Leah M Norona et al. Toxicol Sci. 2016 Dec.

Abstract

Compound-induced liver injury leading to fibrosis remains a challenge for the development of an Adverse Outcome Pathway useful for human risk assessment. Latency to detection and lack of early, systematically detectable biomarkers make it difficult to characterize the dynamic and complex intercellular interactions that occur during progressive liver injury. Here, we demonstrate the utility of bioprinted tissue constructs comprising primary hepatocytes, hepatic stellate cells, and endothelial cells to model methotrexate- and thioacetamide-induced liver injury leading to fibrosis. Repeated, low-concentration exposure to these compounds enabled the detection and differentiation of multiple modes of liver injury, including hepatocellular damage, and progressive fibrogenesis characterized by the deposition and accumulation of fibrillar collagens in patterns analogous to those described in clinical samples obtained from patients with fibrotic liver injury.

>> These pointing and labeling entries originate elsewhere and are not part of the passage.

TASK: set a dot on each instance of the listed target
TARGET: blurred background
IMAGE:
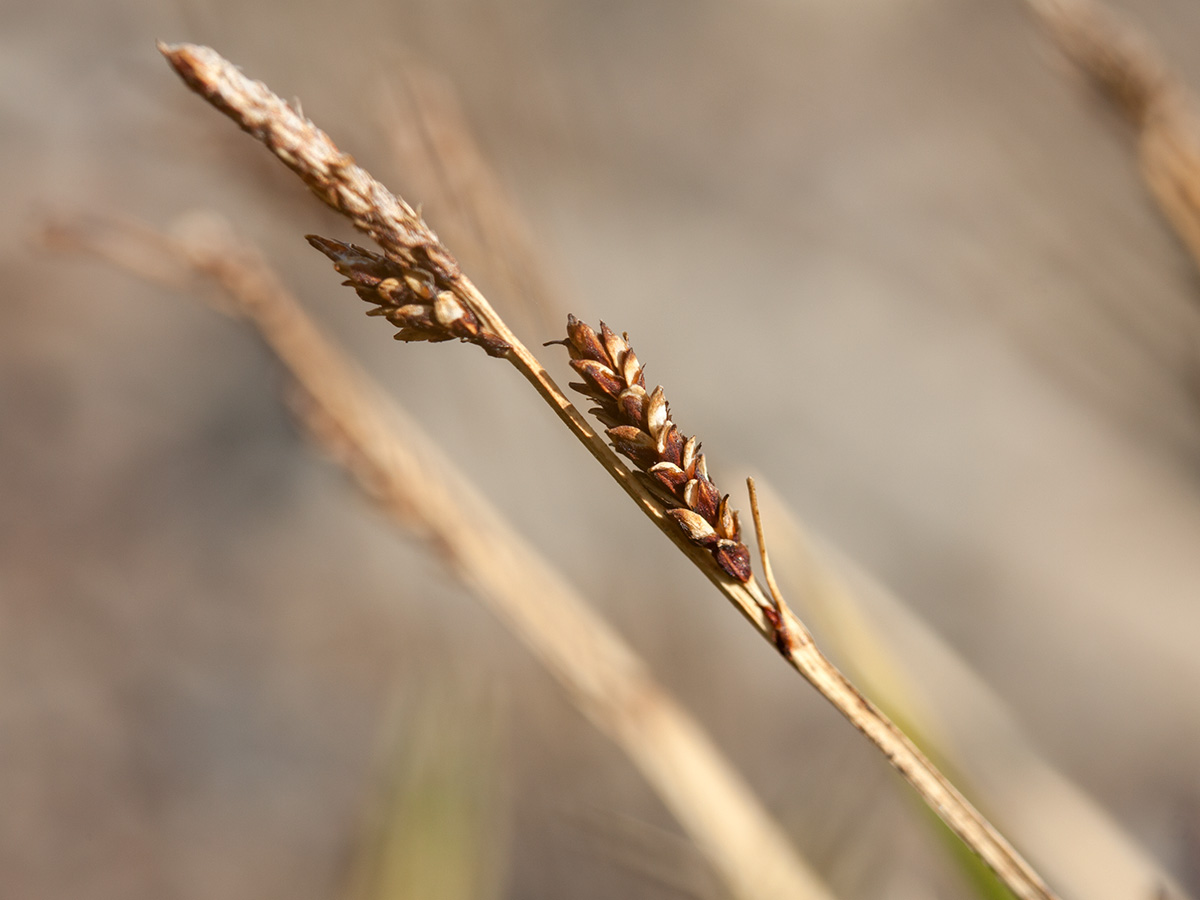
(895, 257)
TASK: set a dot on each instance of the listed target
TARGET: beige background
(892, 255)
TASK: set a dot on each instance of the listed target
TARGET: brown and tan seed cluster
(639, 425)
(409, 298)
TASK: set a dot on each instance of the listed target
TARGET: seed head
(639, 425)
(408, 297)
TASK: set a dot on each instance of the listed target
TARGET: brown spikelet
(640, 427)
(408, 297)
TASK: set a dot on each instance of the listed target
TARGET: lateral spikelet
(639, 425)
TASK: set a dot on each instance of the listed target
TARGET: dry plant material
(1129, 70)
(640, 427)
(959, 717)
(409, 243)
(407, 297)
(411, 480)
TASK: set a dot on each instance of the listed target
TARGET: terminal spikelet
(408, 297)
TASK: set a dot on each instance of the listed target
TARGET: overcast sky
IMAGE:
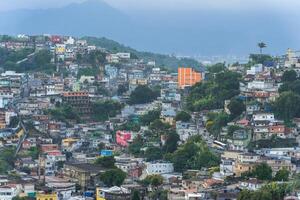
(129, 5)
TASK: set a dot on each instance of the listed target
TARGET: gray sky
(129, 5)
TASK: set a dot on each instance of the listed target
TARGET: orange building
(188, 77)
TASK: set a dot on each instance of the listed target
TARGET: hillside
(168, 61)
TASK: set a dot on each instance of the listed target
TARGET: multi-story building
(78, 100)
(188, 77)
(159, 168)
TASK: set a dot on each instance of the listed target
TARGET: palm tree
(261, 45)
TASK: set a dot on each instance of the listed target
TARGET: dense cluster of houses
(61, 154)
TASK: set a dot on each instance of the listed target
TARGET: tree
(263, 172)
(153, 153)
(157, 126)
(135, 195)
(183, 116)
(102, 110)
(289, 76)
(271, 191)
(142, 94)
(172, 139)
(4, 167)
(194, 154)
(216, 68)
(122, 89)
(136, 145)
(261, 45)
(287, 106)
(282, 175)
(113, 177)
(14, 121)
(236, 107)
(100, 146)
(20, 198)
(106, 161)
(149, 117)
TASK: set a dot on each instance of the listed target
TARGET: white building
(264, 117)
(255, 69)
(261, 85)
(159, 168)
(8, 192)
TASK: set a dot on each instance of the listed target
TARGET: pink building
(122, 138)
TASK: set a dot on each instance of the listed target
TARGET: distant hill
(170, 62)
(205, 32)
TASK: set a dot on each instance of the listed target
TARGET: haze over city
(183, 27)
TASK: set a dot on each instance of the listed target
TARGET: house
(251, 184)
(46, 196)
(186, 130)
(122, 138)
(9, 191)
(159, 167)
(113, 193)
(82, 173)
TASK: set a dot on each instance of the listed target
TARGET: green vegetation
(262, 172)
(161, 60)
(216, 68)
(14, 121)
(273, 142)
(289, 76)
(63, 113)
(153, 153)
(6, 160)
(149, 117)
(194, 154)
(8, 58)
(183, 116)
(88, 71)
(113, 177)
(122, 89)
(95, 58)
(212, 93)
(135, 195)
(102, 110)
(272, 191)
(287, 106)
(136, 145)
(261, 46)
(216, 121)
(259, 59)
(282, 175)
(236, 108)
(143, 94)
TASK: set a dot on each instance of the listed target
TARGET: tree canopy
(102, 110)
(211, 94)
(142, 94)
(113, 177)
(236, 107)
(194, 154)
(183, 116)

Transient cytokine production and upregulation of fibrosis-associated genes ACTA2 and COL1A1 mimics hallmark features of a classic wound-healing response. A surge in proinflammatory cytokines (eg, IL-8, IL-1β) during the early culture time period is followed by concentration- and treatment-dependent alterations in immunomodulatory and chemotactic cytokines such as IL-13, IL-6, and MCP-1. These combined data provide strong proof-of-concept that 3D bioprinted liver tissues can recapitulate drug-, chemical-, and TGF-β1-induced fibrogenesis at the cellular, molecular, and histological levels and underscore the value of the model for further exploration of compound-specific fibrogenic responses. This novel system will enable a more comprehensive characterization of key attributes unique to fibrogenic agents during the onset and progression of liver injury as well as mechanistic insights, thus improving compound risk assessment.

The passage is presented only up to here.